The diminutive Corinthian of just 4,077 gross tonnage and a capacity of 110 guests had arrived from Douglas, Isle of Man from where the Maltese flagged vessel last month was among a quartet that formed a 'Week of Maidens' calls throughout Manx waters.
Prior to the Isle of Man, Corinthian called to Belfast Harbour as a regular and likewise in Dublin the Valletta registered ship has berthed on several occasions this season in the 'Docklands' quarter. This waterfront area once dominated by warehouses and cranes is now occupied by finance houses and appartments lining the Liffey quays between the city-centre and the Tom Clarke (East-Link) bridge.
With an overall draft of just 4m and 88m in length Corinthian easily made a transit of the bascule bridge and took a specific berth upriver along Sir John Rogersons Quay. Along this stretch is a legacy of the Dublin Docklands Development Authority which designated a south quay berth to encourage shipping activity to the quarter.
Instead of routine tea-time departures as typical of the majority of callers, Corinthian had spent a lenghtly stay.
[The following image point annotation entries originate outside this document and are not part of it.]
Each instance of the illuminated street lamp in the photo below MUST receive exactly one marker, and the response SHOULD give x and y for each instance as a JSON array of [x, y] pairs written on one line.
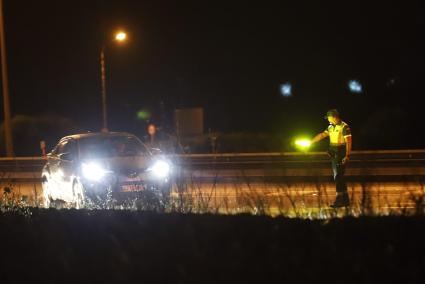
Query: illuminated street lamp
[[119, 37], [5, 83]]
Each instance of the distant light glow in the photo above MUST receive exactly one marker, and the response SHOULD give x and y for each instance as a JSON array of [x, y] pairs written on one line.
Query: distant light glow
[[143, 115], [355, 86], [286, 89], [121, 36]]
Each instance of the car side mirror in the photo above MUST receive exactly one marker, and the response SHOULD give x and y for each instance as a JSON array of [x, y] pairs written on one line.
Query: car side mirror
[[66, 156]]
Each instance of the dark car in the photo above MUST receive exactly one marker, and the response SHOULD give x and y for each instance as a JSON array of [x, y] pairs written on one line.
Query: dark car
[[98, 167]]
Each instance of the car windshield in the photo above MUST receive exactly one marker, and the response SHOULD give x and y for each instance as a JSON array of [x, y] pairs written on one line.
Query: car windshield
[[111, 146]]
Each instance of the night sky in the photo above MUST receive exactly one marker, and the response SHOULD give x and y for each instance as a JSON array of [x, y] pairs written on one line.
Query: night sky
[[229, 57]]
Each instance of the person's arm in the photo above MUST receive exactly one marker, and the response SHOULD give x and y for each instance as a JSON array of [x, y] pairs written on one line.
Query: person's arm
[[320, 136]]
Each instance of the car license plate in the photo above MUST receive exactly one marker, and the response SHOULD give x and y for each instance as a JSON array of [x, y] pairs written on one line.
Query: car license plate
[[132, 187]]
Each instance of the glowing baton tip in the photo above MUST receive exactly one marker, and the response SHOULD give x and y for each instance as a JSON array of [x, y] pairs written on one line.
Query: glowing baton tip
[[303, 143]]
The Italian built ship launched for Renaissance Cruises and operated by subsequent owners until acquired by GCL in 2014 departed Dublin Port last night at 23.00hrs and made an overnight passage to Fishguard, Wales.
The port in Pembrokeshire operated by Stena Line Ports this year is scheduled for 33 callers, the majority of those will be carried out by Corinthian totalling 11 visits this season. Among these cruiseships so far to visit this scenic setting on the Pembrokeshire Coast National Park was Variety Voyager a vessel more akin to a private superyacht.